A woman in Belgium is the first to give birth to a baby using transplanted ovarian tissue that was frozen when she was a child. Born in November 2014, the boy is the first baby to be born using frozen ovarian tissue and gives hope to hundreds of cancer patients who were concerned that they would be unable to start a family as a result of chemotherapy. 

The 27 year old woman, who has chosen to remain anonymous, underwent surgery to remove the ovary when she was only 13, just before she started invasive treatment for sickle cell anaemia. Her remaining ovary was damaged by the treatment and she would not have been able to conceive without the transplant. 

Following the diagnosis of sickle cell anaemia at the age of five, she required a bone marrow transplant from her brother but, before this operation, she had chemotherapy to disable her immune system to prevent it from rejecting the foreign tissue. 

Ten years later, doctors in Brussels began the fertility treatment and grafted four fragments of ovarian tissue onto her remaining ovary, which was no longer able to function following the chemotherapy. She soon started menstruating and became pregnant a few months later. 

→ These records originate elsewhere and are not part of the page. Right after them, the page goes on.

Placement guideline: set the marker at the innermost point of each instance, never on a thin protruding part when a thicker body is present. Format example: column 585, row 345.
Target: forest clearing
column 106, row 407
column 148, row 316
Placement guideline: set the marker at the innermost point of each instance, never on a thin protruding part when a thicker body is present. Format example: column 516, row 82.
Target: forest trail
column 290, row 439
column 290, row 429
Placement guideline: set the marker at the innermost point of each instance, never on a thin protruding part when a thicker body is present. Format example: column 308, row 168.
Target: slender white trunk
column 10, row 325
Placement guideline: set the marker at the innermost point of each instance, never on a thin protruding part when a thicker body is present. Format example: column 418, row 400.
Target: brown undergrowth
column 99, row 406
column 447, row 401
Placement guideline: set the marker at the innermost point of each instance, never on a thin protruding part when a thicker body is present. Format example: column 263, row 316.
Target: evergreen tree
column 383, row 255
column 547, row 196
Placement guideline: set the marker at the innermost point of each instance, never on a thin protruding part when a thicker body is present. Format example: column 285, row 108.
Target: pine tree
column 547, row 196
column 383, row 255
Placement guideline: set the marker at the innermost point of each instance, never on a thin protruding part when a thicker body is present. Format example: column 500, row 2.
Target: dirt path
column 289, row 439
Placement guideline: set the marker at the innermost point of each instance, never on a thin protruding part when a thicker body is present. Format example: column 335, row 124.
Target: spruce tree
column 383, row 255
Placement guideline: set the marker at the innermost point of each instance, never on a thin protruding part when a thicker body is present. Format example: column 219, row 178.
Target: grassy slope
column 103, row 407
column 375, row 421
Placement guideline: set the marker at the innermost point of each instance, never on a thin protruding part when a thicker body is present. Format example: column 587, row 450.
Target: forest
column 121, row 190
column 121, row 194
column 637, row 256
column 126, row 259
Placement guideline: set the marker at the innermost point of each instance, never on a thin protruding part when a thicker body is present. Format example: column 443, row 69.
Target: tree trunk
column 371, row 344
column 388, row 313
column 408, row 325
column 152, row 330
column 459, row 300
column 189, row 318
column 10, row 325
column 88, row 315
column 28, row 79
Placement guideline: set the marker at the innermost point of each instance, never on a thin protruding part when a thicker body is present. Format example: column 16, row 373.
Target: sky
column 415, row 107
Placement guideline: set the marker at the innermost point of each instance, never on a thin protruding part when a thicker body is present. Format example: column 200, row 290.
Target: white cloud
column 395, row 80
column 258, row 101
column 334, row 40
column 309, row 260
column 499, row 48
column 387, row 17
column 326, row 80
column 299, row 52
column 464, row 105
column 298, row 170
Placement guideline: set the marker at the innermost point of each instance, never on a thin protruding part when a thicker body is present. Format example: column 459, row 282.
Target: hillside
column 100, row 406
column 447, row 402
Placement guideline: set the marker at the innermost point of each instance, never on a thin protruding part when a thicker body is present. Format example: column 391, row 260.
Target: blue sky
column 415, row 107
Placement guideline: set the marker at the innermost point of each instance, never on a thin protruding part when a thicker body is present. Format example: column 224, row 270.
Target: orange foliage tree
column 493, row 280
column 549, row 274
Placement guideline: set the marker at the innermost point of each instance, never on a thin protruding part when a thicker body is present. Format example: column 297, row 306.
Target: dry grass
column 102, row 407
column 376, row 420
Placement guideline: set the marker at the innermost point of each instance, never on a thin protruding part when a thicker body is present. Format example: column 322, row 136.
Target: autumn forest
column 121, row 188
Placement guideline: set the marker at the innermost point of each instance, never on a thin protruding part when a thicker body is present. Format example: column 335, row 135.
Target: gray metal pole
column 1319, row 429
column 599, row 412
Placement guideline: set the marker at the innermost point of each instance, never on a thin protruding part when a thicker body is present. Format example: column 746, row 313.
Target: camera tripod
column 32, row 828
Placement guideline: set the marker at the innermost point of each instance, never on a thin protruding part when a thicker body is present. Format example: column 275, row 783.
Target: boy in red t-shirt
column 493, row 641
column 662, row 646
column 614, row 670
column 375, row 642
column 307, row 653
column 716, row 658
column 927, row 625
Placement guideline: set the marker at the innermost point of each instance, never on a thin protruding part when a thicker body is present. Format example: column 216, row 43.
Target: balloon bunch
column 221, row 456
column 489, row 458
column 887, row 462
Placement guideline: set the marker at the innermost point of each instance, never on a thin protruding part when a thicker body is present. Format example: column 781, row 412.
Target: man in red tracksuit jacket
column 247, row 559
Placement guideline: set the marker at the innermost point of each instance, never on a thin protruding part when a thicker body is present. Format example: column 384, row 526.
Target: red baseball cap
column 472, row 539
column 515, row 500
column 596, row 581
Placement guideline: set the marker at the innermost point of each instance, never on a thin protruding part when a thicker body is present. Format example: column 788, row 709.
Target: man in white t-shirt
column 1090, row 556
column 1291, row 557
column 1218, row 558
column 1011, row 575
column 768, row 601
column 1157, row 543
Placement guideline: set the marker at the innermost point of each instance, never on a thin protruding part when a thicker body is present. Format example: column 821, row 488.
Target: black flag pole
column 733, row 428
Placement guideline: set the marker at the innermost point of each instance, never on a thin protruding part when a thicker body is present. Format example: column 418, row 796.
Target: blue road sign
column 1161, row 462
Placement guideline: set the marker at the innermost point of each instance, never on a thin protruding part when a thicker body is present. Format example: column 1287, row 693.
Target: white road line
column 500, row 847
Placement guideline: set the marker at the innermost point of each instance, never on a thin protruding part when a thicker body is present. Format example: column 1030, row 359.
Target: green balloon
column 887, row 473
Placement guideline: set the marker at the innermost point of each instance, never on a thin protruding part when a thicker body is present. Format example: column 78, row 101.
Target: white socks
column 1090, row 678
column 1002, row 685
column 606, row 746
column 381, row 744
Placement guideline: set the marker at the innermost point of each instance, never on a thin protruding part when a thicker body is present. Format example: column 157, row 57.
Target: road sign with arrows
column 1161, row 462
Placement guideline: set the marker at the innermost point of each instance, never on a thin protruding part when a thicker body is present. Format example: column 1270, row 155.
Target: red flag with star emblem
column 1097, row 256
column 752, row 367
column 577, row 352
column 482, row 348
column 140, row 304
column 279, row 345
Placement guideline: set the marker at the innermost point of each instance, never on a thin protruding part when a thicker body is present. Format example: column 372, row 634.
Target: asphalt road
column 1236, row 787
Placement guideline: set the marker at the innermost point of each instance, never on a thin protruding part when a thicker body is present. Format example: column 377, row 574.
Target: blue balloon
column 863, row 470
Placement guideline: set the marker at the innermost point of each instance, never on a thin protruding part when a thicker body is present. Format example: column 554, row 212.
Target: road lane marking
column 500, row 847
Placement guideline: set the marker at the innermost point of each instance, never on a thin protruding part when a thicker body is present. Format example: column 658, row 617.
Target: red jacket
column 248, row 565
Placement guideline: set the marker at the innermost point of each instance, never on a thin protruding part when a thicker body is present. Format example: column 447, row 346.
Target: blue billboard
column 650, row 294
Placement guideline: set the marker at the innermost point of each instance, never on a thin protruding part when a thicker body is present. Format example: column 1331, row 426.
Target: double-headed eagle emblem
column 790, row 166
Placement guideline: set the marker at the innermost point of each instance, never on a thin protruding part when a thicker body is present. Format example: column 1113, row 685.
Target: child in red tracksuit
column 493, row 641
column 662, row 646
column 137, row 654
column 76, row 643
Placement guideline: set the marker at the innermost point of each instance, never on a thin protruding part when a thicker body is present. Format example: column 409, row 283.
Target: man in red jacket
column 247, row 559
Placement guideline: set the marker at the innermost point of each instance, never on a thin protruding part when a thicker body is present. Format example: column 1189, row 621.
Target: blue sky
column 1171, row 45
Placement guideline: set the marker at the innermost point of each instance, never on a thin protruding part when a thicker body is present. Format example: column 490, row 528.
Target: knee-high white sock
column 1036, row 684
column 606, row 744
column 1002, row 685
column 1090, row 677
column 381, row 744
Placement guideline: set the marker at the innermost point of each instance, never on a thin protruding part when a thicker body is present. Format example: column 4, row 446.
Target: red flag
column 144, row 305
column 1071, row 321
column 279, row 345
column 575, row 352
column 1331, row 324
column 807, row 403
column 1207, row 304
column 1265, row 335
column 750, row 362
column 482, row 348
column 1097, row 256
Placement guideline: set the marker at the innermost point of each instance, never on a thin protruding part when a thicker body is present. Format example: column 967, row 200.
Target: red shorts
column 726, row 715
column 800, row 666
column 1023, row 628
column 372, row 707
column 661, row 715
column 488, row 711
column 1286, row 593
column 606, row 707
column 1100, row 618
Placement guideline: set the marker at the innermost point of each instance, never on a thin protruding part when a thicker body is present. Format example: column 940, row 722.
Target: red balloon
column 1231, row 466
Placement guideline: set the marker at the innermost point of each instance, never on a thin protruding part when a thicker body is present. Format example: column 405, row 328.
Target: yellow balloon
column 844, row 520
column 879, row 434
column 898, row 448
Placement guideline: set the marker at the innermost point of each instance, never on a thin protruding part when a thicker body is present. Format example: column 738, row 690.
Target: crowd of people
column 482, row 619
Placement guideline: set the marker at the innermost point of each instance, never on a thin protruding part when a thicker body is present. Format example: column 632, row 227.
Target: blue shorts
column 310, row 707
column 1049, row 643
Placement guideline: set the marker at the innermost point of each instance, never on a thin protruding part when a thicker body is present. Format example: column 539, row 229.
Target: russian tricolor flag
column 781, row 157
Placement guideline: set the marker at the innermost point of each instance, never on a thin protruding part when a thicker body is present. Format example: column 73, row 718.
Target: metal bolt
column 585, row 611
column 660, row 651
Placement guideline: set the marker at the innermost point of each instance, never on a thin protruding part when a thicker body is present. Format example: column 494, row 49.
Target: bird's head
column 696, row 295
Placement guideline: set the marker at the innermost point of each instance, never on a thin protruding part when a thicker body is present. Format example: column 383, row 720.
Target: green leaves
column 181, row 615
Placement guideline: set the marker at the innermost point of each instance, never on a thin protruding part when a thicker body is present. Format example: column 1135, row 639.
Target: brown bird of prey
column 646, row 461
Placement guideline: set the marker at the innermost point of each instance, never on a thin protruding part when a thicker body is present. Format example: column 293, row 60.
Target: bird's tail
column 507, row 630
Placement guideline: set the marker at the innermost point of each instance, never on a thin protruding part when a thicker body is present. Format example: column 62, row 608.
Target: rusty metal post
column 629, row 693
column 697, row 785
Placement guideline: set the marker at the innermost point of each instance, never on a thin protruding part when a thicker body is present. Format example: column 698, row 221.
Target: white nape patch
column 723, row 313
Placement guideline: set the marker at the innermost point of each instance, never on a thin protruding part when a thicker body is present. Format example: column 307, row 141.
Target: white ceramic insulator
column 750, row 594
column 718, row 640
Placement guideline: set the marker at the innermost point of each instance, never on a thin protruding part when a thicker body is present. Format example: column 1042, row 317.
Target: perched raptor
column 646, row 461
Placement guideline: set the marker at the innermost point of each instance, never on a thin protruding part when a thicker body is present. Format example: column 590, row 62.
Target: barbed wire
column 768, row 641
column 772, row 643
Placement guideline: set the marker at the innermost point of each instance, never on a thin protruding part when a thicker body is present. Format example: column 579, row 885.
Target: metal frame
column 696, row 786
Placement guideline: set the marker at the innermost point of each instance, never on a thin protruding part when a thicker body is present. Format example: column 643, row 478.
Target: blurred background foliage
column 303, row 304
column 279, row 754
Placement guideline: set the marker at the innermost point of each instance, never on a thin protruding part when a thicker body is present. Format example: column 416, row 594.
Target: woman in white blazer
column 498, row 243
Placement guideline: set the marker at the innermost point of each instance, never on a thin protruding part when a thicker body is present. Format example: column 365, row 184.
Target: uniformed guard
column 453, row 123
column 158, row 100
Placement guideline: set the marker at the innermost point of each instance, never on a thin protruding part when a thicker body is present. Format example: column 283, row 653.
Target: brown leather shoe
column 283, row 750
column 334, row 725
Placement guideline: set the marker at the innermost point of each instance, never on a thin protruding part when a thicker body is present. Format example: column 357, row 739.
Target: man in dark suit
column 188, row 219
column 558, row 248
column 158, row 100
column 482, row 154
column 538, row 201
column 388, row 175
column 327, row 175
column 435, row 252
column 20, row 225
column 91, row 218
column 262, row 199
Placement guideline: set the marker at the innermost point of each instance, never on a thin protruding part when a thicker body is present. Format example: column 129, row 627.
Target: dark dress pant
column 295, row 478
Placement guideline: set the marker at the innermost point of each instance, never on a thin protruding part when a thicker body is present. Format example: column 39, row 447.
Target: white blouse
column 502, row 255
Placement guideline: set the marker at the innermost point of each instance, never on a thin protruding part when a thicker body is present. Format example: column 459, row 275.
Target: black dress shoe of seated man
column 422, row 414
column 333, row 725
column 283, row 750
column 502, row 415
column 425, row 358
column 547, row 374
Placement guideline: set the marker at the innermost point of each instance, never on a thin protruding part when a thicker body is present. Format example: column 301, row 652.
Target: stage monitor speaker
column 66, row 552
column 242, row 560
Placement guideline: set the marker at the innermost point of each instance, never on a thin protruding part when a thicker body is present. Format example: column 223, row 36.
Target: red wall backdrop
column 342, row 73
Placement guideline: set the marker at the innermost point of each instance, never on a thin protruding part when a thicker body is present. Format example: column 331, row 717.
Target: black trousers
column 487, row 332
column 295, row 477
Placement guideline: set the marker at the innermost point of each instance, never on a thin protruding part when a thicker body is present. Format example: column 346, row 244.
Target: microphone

One of the doctors involved, Dr Demeestere, told The Telegraph: “This is an important breakthrough in the field because children are the patients who are most likely to benefit from the procedure in the future. When they are diagnosed with diseases that require treatment that can destroy ovarian function, freezing ovarian tissue is the only available option for preserving their fertility.” 

It is reported that 1,600 children each year are diagnosed with cancer, most commonly, leukaemia. Treatments for the disease can destroy future fertility and the success of the transplant gives women and young girls undergoing treatment for cancer, including leukaemia, sickle cell disease and sarcoma, the hope that they will still be able to have a family. 

Dr Demeestere said that thousands of patients had now undergone the procedure to

freeze their tissue in her clinic, 20% of whom were children. However, she told The Telegraphthat: “Future investigation needs to be carried out in the use of the procedure in pre-pubertal girls as our patient had already started puberty even though she had not started menstruating." 

Many of Penningtons Manches’ clients have undergone treatment for diseases, including chemotherapy for cancer, which can destroy their fertility. This breakthrough brings hope to such patients that they will still be able to start a family in the future.